#### PGGM Bootcamp Text Analytics 2020
*Notebook by [Pedro V Hernandez Serrano](https://github.com/pedrohserrano)*

---
![](images/1_4.png)

# 1.4 Data Analysis
* [1.4.1. Most common words](#1.4.1)
* [1.4.2. Wordclouds](#1.4.2)
* [1.4.3. Relevant words analysis](#1.4.3)

---

## Exploratory data analysis of annual reports

After the data cleaning step where we put our data into a few standard formats, the next step is to take a look at the data and see if what we're looking at makes sense. Before applying any algorithm, let's explore the data first.

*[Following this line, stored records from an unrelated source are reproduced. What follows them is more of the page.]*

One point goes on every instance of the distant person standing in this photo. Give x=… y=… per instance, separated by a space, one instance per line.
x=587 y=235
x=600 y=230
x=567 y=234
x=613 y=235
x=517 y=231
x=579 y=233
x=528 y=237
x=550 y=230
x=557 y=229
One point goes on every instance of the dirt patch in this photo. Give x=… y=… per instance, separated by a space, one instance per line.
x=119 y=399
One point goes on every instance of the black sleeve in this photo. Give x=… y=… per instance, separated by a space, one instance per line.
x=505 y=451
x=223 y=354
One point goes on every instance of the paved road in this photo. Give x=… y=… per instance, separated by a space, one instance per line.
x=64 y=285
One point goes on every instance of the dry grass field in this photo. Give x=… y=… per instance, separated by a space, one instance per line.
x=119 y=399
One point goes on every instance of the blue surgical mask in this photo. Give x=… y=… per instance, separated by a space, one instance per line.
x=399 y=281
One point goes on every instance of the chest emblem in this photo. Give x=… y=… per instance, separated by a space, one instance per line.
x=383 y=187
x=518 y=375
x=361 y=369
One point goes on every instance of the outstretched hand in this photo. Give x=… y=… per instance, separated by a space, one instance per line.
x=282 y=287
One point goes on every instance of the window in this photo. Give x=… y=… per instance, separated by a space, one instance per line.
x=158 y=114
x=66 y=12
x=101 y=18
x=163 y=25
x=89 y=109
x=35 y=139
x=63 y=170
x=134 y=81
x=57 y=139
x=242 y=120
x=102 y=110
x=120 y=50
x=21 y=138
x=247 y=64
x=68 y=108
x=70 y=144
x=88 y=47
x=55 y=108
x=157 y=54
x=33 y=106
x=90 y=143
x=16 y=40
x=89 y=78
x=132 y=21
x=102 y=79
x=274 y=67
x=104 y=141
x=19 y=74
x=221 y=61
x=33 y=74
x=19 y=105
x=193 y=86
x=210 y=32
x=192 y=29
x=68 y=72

When working with numerical data, some of the exploratory data analysis (EDA) techniques we can use include finding the average of the data set, the distribution of the data, the most common values, etc. The idea is the same when working with text data. We are going to find some more obvious patterns with EDA before identifying the hidden patterns with machines learning (ML) techniques.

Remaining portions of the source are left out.